On Monday, March 1, the Institute for Supply Management (ISM) announced that the U.S. manufacturing ISM Purchasing Managers’ Index increased to 60.8 in February 2021 from a year earlier, the highest in three years since February 2018 and above expectations of 58.6 and the previous value of 58.7 in January.
This is the ninth consecutive month that the U.S. ISM manufacturing index has been in expansion and indicates the ninth consecutive month of growth for the U.S. economy after falling into contraction from March to May 2020. The index has averaged 54 over the past 12 months, with the previous higher reading of 61.4 recorded in May 2004.
In terms of key subdivision data.
The production index improved 2.5 points to 63.2 in February, the ninth consecutive month of expansion and the eighth consecutive month above the 60 round figure, returning to pre-Epidemic levels, having hit a near 10-year high in December last year since at least January 2011, thanks to continued factory inventory restocking and an uptick in meeting demand.
The new orders index rose 3.7 points to 64.8, also marking the ninth consecutive month of expansion and the eighth consecutive month above 60, having hit its highest since January 2004 at 67.5 in December.
Despite still facing rising absenteeism and a shortage of skilled workers, the employment index improved 1.8 points to 54.4, the third consecutive month of expansion to the highest since June 2019. Some analysts say this will be a positive for U.S. nonfarm payrolls in February.
It is worth noting that inflationary pressures are emerging. The price paid index rose 3.9 points to 86%, the ninth consecutive month in expansionary territory and the highest since May 2008 (when it recorded 88.1), breaking the high since April 2011 set by the previous value in January.
The Supplier Delivery Index rose 3.8 points to 72, the highest since last April, representing a faster decline in the pace of ringgit deliveries. ISM said the twin challenges of transportation and labor continue to constrain suppliers’ output growth and dampen it more than in the previous month.
In addition.
The backlog of orders index rose 4.3 points to 64, the eighth consecutive month in expansionary territory and the last all-Time high since data were recorded in January 1993, with an all-time high of 66.5 recorded in April 2004.
The inventory index fell into contraction territory for the first time in five months, dropping 1.1 points to 49.7. The customer inventory index was “too low” for the 55th consecutive month and fell to a record low of 32.5, all of which are favorable indicators for future manufacturing output growth.
New export orders rose 2.3 points to 57.2, expanding for the eighth consecutive month and growing at a faster pace. The import index fell 0.7 points to 56.1, also expanding for the eighth consecutive month, reflecting continued growth in U.S. factory demand and interest in replenishing inventories.
Timothy Fiore, chairman of the American Institute for Supply Management’s Manufacturing Committee, noted that indicators of demand, consumption and inputs in the U.S. manufacturing sector all recorded strong growth, and industry representatives surveyed were more optimistic, with 5 optimistic comments for every 1 cautious comment, compared with 1:3 in January:.
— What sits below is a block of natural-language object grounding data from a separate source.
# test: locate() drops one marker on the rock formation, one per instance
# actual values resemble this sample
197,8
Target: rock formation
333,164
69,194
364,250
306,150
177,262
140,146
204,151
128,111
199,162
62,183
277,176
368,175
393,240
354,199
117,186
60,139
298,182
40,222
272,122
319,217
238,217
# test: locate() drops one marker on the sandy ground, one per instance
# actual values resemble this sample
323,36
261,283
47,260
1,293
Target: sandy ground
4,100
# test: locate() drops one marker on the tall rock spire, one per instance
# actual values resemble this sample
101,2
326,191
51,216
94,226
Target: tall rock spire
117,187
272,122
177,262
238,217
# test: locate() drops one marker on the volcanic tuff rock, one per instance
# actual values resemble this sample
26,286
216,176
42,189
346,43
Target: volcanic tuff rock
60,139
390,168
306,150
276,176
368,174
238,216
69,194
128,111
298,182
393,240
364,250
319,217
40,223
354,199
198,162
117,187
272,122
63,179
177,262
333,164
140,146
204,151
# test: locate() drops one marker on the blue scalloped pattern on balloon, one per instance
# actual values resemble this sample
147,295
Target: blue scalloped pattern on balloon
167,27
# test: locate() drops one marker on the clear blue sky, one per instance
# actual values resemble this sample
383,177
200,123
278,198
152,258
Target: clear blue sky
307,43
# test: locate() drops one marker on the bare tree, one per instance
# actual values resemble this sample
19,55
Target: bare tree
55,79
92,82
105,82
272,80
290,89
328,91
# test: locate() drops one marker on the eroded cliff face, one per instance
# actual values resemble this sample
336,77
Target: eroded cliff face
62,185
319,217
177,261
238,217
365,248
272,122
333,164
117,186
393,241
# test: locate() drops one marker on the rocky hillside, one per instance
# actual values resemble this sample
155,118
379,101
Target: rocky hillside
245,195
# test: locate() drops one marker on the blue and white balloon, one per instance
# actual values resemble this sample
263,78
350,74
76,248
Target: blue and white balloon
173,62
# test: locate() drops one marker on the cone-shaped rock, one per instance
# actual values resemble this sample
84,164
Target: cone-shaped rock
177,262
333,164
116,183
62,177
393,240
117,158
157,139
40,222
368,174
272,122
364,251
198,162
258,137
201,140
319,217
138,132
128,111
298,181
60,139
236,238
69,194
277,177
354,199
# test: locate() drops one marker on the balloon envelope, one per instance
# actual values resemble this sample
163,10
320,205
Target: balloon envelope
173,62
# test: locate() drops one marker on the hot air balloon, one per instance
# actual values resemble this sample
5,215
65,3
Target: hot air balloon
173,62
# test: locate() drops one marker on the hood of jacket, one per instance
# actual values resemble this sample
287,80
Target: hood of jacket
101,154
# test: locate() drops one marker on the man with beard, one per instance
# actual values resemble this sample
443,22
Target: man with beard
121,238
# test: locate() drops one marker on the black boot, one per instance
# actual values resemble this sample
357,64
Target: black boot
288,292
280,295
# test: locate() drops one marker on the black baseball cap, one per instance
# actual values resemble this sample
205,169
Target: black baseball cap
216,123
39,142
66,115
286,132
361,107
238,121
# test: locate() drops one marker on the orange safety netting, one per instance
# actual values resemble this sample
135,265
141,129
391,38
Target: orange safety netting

“Sixteen of the 18 tracked industries reported growth, with printing and related support activities, and petroleum and coal products being the only manufacturing industries to report contraction. However, labor woes for surveyed companies and their suppliers will continue to limit manufacturing and the economy, and will remain a major impediment to production growth until employment levels and plant operations return to normal throughout the supply chain.”
Industry representatives surveyed were most concerned that shortages of certain key materials, such as lumber and semiconductors, are pushing up prices and, in some cases, limiting production. This could lead to increased Inflation and even hinder economic recovery, according to the analysis. An executive at a wood products manufacturer said, “Prices are rising so fast that many are wondering if this is sustainable.”
Zerohedge, a financial blog known for its venom, said the U.S. manufacturing PMI continues to be pushed up by record delays in the supply chain, highlighting “the risk of stagflation in the U.S. economy.
For example, in addition to the ISM supplier delivery index near record highs, IHS Markit statistics for February U.S. manufacturers faced the longest supplier delivery times in history since data collection began in May 2007.
This can only indicate severe supply chain disruptions under a sudden outbreak, and cannot be interpreted as a sign of improving working conditions as it usually is.
What’s more, the new orders index for the U.S. manufacturing sector stayed relatively behind compared to the price sub-index, which surged to a 12-and-a-half-year high, while international oil price levels were still at a high of $140 back in 2008.
Market risk appetite rose significantly after the release of the nominally positive data. All three major U.S. stock indices rose more than 2%, with the Dow running ahead, up 2.14%. Bitcoin is back above the $49,000 mark, up more than 11% in 24 hours and back up nearly $6,000 from its daily low.